Hal itu diungkapkan oleh kata Koordinator Tim Analisis dan Evaluasi Penegakan Hukum Badan Nasional Penanggulangan Terorisme (BNPT), Rahmat Sori Simbolon dalam acara Quo Vadis Pemberantasan Terorisme di Indonesia menurut KUHP Baru: Suatu Catatan Akhir Tahun, Senin (12/12/2022).
“Sampai saat ini untuk perkara anak yang melakukan tindak pidana terorisme itu ada 15. Yang dalam persepktif penegakan hukum, itu ada bom Surabaya tujuh orang, ada FTF juga dua orang. Jumlahnya sekitar 24 orang,” ungkapnya.

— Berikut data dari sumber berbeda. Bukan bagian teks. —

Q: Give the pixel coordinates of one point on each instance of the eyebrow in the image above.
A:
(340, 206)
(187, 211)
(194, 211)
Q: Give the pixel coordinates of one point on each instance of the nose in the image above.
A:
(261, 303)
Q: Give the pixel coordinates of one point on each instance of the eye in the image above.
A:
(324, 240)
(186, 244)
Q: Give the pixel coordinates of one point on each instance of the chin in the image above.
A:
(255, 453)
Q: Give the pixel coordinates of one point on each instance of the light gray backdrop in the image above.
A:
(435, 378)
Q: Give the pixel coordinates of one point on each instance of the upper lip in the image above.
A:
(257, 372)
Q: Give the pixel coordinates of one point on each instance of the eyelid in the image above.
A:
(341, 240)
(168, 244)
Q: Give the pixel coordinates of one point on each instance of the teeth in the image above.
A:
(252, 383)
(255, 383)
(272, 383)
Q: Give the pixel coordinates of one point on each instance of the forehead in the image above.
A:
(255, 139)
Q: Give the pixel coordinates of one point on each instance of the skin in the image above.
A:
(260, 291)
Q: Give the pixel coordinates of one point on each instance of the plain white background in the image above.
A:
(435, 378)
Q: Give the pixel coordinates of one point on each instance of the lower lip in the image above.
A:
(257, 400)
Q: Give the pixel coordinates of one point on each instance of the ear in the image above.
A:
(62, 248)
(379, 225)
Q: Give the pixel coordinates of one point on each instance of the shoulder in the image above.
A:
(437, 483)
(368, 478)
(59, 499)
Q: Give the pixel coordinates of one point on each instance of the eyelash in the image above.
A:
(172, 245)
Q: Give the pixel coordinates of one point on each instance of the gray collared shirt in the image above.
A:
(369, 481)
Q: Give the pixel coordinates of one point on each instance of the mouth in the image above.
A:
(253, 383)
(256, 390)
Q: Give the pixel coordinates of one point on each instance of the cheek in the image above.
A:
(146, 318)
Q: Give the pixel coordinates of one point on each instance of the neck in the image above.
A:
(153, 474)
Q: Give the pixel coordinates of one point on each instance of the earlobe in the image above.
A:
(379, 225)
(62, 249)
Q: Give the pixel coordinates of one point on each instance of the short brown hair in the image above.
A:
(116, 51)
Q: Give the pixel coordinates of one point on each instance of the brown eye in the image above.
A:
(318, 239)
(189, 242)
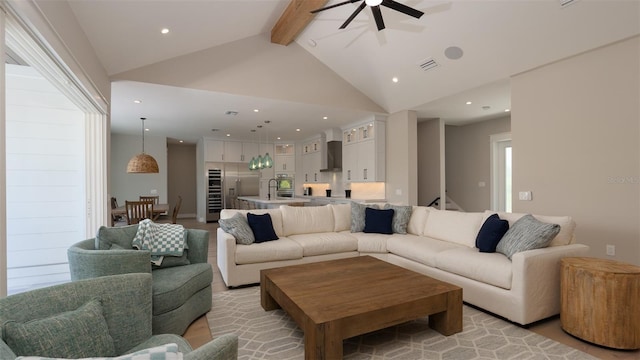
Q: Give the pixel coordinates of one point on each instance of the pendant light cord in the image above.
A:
(143, 119)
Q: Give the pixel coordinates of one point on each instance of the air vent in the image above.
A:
(565, 3)
(428, 64)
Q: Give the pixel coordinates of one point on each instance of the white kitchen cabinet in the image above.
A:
(363, 156)
(213, 150)
(311, 163)
(267, 173)
(249, 150)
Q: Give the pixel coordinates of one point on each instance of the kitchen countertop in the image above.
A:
(281, 201)
(341, 198)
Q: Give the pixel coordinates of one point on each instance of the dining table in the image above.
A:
(158, 209)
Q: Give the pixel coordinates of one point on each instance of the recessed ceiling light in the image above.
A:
(453, 52)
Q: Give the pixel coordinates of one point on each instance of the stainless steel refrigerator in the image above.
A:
(227, 181)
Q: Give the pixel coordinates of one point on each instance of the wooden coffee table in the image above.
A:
(338, 299)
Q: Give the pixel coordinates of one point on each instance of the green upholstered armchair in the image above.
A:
(57, 321)
(181, 286)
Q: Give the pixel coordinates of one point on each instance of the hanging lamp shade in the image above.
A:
(142, 163)
(260, 162)
(267, 161)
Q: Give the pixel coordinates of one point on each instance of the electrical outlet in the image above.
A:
(524, 195)
(611, 250)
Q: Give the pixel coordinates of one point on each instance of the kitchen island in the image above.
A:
(263, 203)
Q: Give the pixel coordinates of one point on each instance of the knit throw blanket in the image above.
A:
(160, 239)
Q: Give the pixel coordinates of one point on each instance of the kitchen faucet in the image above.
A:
(269, 188)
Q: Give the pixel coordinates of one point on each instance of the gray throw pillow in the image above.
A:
(401, 216)
(73, 334)
(238, 226)
(527, 233)
(358, 216)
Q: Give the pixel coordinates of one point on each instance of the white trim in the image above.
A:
(3, 167)
(443, 168)
(495, 140)
(21, 36)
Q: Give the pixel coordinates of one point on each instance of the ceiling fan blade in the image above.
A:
(353, 15)
(402, 8)
(377, 14)
(334, 5)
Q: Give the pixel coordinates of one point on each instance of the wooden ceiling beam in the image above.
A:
(294, 19)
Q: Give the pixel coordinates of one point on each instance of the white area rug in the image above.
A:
(274, 335)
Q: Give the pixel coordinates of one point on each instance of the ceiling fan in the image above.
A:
(375, 9)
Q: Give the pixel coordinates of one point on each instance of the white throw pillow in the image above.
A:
(341, 216)
(454, 226)
(306, 219)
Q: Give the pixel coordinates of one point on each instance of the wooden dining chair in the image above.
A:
(114, 218)
(176, 210)
(138, 211)
(153, 198)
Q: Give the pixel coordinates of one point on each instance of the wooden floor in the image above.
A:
(198, 333)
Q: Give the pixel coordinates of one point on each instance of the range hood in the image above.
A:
(333, 157)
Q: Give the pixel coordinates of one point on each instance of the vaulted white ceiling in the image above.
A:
(498, 39)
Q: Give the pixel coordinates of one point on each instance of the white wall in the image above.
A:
(429, 161)
(130, 186)
(45, 177)
(575, 128)
(468, 158)
(402, 158)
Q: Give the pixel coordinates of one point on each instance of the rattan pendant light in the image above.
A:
(142, 163)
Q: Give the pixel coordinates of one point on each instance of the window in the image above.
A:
(53, 172)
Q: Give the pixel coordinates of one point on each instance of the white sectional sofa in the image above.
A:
(438, 243)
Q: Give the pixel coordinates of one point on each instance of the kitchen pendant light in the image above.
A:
(142, 163)
(267, 160)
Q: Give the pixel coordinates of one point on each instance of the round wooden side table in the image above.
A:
(600, 301)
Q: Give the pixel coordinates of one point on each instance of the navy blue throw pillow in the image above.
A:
(490, 233)
(378, 221)
(262, 227)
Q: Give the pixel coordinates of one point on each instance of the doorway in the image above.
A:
(501, 173)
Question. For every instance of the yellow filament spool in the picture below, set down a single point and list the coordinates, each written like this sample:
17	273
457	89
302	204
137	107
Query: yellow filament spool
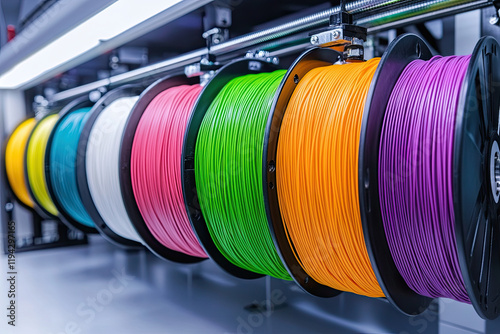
35	163
14	160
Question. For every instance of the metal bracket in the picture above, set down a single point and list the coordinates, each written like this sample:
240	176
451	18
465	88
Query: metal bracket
216	22
342	36
495	19
205	69
263	55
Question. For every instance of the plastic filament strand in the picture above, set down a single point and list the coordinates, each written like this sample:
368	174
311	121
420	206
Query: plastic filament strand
317	176
14	160
63	164
416	176
102	166
228	172
35	163
156	168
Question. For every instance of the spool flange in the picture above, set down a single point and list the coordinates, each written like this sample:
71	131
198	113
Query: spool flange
475	196
398	55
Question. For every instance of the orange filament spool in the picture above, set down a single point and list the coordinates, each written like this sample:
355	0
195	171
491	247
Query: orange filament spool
317	176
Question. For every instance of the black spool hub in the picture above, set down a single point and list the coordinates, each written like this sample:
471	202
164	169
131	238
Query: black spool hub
9	187
125	177
37	206
476	174
398	55
225	74
81	173
64	216
307	61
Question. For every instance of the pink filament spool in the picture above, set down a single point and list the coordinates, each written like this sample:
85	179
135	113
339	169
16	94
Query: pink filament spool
156	168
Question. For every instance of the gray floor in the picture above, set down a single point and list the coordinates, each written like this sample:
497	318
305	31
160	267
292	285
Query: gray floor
101	289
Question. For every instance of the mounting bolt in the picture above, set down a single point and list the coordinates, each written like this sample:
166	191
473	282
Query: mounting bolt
494	20
9	207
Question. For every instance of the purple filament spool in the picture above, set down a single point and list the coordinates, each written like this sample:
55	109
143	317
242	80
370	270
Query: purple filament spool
416	176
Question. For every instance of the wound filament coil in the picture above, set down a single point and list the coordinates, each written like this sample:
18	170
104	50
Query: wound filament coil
35	162
317	176
102	166
416	175
15	159
63	164
228	173
155	168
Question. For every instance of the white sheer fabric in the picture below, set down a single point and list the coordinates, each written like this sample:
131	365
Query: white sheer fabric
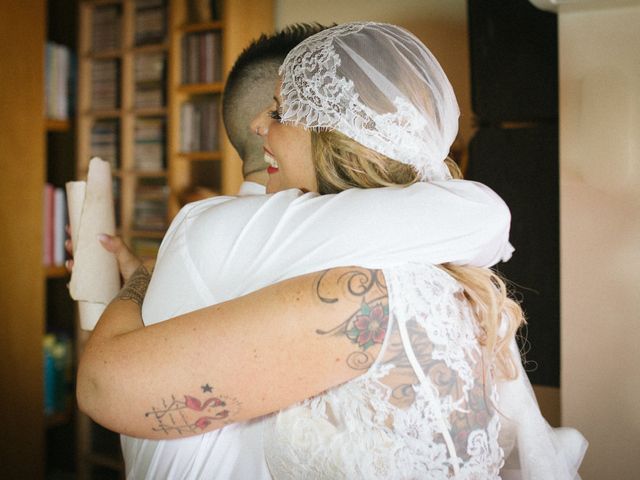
377	84
428	408
423	410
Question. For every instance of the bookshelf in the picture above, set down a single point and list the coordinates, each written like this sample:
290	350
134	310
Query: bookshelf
158	126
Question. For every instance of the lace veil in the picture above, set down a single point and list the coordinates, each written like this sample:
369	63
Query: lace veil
377	84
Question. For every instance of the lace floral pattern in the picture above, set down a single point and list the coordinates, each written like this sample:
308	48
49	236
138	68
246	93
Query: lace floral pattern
390	424
327	82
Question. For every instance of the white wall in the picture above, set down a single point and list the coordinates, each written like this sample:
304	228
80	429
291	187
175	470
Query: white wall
441	25
600	235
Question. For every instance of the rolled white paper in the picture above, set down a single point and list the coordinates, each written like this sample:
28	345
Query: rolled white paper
95	279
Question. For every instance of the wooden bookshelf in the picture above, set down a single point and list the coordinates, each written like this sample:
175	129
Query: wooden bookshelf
218	169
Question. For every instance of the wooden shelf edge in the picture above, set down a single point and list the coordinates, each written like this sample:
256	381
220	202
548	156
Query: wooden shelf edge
136	233
55	271
194	88
201	26
54	125
103	460
196	156
150	48
57	419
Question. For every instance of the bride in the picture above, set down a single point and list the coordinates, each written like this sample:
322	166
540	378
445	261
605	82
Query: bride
395	368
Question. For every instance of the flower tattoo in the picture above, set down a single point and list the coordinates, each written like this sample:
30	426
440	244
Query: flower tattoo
370	325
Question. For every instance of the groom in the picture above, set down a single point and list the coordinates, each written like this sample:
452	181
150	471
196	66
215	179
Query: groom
214	245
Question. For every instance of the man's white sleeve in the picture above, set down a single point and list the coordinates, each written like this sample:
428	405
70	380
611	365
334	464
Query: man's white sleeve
232	246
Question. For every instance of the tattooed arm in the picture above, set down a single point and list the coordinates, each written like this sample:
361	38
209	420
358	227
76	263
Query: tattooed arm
233	361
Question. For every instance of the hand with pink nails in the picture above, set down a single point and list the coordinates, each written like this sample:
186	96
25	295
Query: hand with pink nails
127	261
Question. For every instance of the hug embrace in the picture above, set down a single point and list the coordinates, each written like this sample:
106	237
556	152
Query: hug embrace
344	324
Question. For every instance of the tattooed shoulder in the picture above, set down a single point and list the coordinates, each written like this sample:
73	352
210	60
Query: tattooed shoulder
136	286
365	326
193	414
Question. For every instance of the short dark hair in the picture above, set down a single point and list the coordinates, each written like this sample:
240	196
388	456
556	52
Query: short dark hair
250	85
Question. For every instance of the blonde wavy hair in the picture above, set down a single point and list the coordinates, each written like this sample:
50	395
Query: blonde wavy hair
343	163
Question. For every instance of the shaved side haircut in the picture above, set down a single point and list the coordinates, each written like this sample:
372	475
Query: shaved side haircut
250	87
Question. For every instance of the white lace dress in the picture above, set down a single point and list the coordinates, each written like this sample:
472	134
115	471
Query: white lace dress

Ia menjelaskan, tujuh pelaku bom Surabaya dan dua anggota FTF Suriah diketahui merupakan anak dari para napiter yang telah dijatuhi hukuman. Sementara dari 15 napiter di bawah umur, Rahmat mencontohkan adanya pelaku penusukan polisi di Dompu pada 2012 silam berinisial US.
Kemudian ada IH yang merupakan pelaku penyerangan dan penyanderaan gereja pada tahun 2016. Lalu ada DG yang setelah bebas menjadi residivis atau pelaku tindak pidana serupa dalam penembakan polisi di Poso pada tahun 2020.
“Di antara 15 itu, salah satunya melakukan residivisme. Jadi pada waktu itu dia melakukan tindak pidana. Kemudian dia keluar dan mati karena melakukan tindak pidana yang kedua,” kata Rahmat.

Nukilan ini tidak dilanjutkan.